Oleh karena itu, ajaran agama Kristen yang pertama dikenalkan di Pulau Mansinam, Provinsi Papua Barat, pada 5 Februari 1855, diharapkan dapat menjadi inspirasi dalam kehidupan sehari-hari umat Kristiani bersama keluarga di Tanah Papua. 

Peristiwa Pekabaran Injil telah mampu memberikan spirit baru kepada kalangan umat Kristiani untuk tetap setia melaksanakan keyakinan ajaran Yesus Kristus sebagai juru selamat manusia.  

Dengan kondisi itu, tak dipungkiri jika Pekabaran Injil di Pulau Mansinam selalu dikenang dan diperingati umat Kristiani di Tanah Papua, karena telah mampu mengimplementasikan ajaran kasih dan hidup berdampingan dengan sesama umat manusia. 

Peristiwa Pekabaran Injil juga telah mengajarkan kepada masyarakat di Tanah Papua tentang kesetaraan, kemanusiaan, keadilan, dan perlindungan kelompok minoritas, tidak merendahkan martabat manusia seperti ujaran kebencian, fitnah, menebar informasi hoaks, dan membeda-bedakan suku, agama serta tidak bertindak rasisme.

Secara eksternal umat Kristiani dengan peristiwa Pekabaran Injil dapat mengajarkan tentang keberagaman untuk saling membantu dan mengasihi tanpa melihat latar belakang, asal budaya, suku, ras dan keyakinan. 

Papua Tanah Damai

Setiap agama mengajarkan harmoni dan kebaikan kepada pengikutnya untuk mampu bersikap baik, seimbang tanpa membeda-bedakan satu dengan lainnya. 

Kerukunan antar umat beragama di Indonesia menjadi satu-satunya pilihan yang mengikat dan terus menjaga kedamaian di Tanah Papua. 
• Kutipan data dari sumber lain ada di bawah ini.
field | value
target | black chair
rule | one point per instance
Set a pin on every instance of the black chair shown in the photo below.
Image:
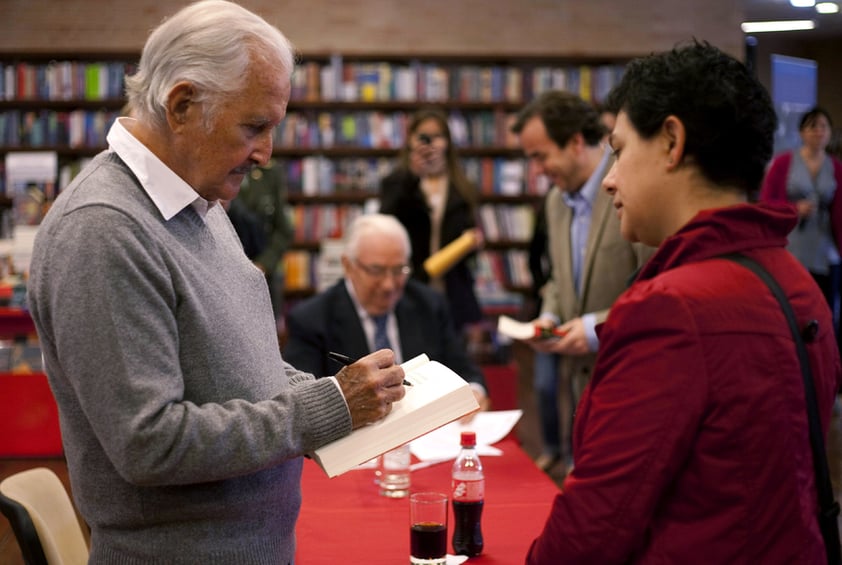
(42, 518)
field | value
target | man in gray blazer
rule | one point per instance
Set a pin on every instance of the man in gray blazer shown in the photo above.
(377, 287)
(591, 262)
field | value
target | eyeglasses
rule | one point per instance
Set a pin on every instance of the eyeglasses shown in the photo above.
(380, 271)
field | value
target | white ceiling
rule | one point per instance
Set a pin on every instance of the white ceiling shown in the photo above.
(827, 25)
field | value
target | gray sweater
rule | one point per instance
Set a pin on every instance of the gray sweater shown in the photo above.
(182, 426)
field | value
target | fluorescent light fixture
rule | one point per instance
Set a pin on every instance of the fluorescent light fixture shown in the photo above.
(782, 25)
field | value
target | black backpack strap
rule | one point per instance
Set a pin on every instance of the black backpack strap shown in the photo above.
(828, 507)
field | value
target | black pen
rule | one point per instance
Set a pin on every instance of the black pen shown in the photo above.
(345, 360)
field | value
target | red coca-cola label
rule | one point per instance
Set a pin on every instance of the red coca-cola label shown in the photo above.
(468, 491)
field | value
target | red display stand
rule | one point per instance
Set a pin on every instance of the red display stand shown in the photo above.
(29, 423)
(29, 426)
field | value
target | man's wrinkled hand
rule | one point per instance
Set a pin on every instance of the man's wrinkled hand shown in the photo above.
(371, 386)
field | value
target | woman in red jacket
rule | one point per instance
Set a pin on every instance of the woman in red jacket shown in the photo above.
(811, 180)
(691, 437)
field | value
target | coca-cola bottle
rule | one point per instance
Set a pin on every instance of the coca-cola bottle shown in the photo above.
(468, 488)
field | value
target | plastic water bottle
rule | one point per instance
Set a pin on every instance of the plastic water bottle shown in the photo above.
(468, 495)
Apalagi dengan sosial geografis wilayah Provinsi Papua dengan mayoritas penduduk beragama Kristen namun dalam kehidupan sehari-hari mereka tetap menjunjung nilai toleransi beragama antar warga. 

Sebab, dengan menjaga toleransi beragama di Tanah Papua maka telah dapat menciptakan keharmonisan dan kedamaian antar sesama masyarakat di Bumi Cenderawasih ini. 
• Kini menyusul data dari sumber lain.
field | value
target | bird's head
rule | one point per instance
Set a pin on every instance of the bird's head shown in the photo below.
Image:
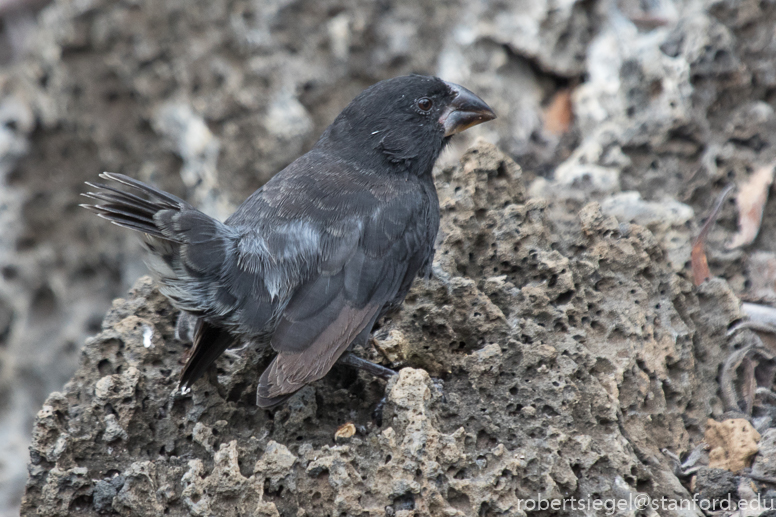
(404, 121)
Agama-agama yang dianut warga di Tanah Papua memiliki tempat dan peranan yang vital dalam menentukan kehidupan bermasyarakat, berbangsa dan bernegara.

Toleransi beragama dengan roh ke-Indonesia-an berarti tidak mempertentangkan perbedaan atau kemajemukan agama.  Tapi sebaliknya, terbuka pada perbedaan dan kemajemukan yang dibangun di atas narasi persaudaraan sesama anak bangsa Indonesia. 

Ketua Forum Kerukunan Umat Beragama Kabupaten Biak Numfor, Pendeta M.Kapisa, mengakui, dalam upaya menjaga kedamaian di Tanah Papua telah menjadi tanggung jawab semua elemen masyarakat.

"Warga Biak Numfor telah mengedepankan nilai toleransi beragama di dalam kehidupan sehari-hari, " ujarnya. 

Tanah Papua merupakan tempat yang telah diberkati Tuhan Yesus Kristus. Dengan demikian, menurut Pdt Kapisa, semua harus merawatnya supaya Bumi Cenderawasih tetap memancarkan kedamaian dan kenyamanan. 

Peran umat beragama untuk menjaga kedamaian di Biak, terbukti di saat umat Kristiani merayakan Natal dan Tahun Baru 2023, Pada momen itu kalangan umat beragama lainnya menjaga keamanan dan ketertiban masyarakat dengan kondusif. 

Situasi Tanah Papua yang senantiasa damai, aman dan kondusif merupakan harapan dari semua masyarakat Kabupaten Biak Numfor. 

Pdt Kapisa berharap, semua warga Kristiani di Kabupaten Biak Numfor senantiasa ikut serta menjaga kedamaian dan toleransi beragama dalam kehidupan sehari-hari dengan mengedepankan ajaran kasih untuk sesama umat manusia. 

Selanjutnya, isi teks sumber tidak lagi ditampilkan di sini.